If a story makes any impression at all, they write to the author, and let me tell you, those letters are wonderful, just wonderful. Okay, some of the kids are just going through the motions because the letter may be part of a classroom assignment. But the vast majority of these young readers speak to you straight from the heart. I liked this part. It made me laugh. I liked that part, it made me cry. My teacher read us your book and I thought it would never end. You'd like to think they mean "hoped it would never end," but chances are the kid is telling it like it is.
That was the wonderful surprise, the something extra I never expected in my secret life as a writer. Letters from kids I've never met, but who speak to me with a clarity and personality that makes them leap from the page.
Understand, in my other world as a writer of adult suspense novels, I do get the occasional letter from a fan. Usually from someone working on a book of his own, or an astute reader who wants to point out the error on page 157, assuming, I suppose, that I'll be able to correct it in future editions.
So I love getting these fresh, wonder-filled messages from kids, and I'm profoundly grateful to the teachers who read my book to their classes, or recommend it. At first I was a little concerned that having the book discussed in a classroom context might spoil the experience for some readers, like Johnny Tremain was spoiled for me. But after hearing from teachers and students, I'm not worried at all. That's one of the things that's changed since I was a kid, and it's changed for the better. I don't know anything about whole language or phonetics, or for that matter teaching. But as a writer I'm convinced that encouraging children to write fiction, to hook into that marvelous machine called the imagination, has to be good for everyone. Good for the teachers who see students bloom into writers under their tutelage. Good for the kids, who learn that they can work the same kind of magic they find in books.

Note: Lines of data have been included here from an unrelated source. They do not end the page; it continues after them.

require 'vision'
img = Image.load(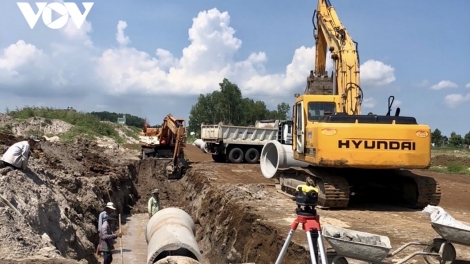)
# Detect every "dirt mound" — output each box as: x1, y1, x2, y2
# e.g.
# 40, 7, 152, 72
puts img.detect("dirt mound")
0, 113, 139, 145
0, 134, 140, 263
0, 114, 72, 137
431, 154, 470, 167
0, 132, 21, 146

Good for all of us, because before you know it these kids are going to emerge as the next generation of authors -- and there won't have to be any "secret" about it.
Thank you. At the moment I feel like I'm making a lot of new friends. I can only hope it continues.
Rodman Philbrick is the author of a number of mysteries and science fiction novels for adults as well as Freak the Mighty and The Fire Pony.He delivered this article as talk at the 1995 ALAN Workshop and commented, "I must say that my whole experience at the NCTE Convention was warm and positive."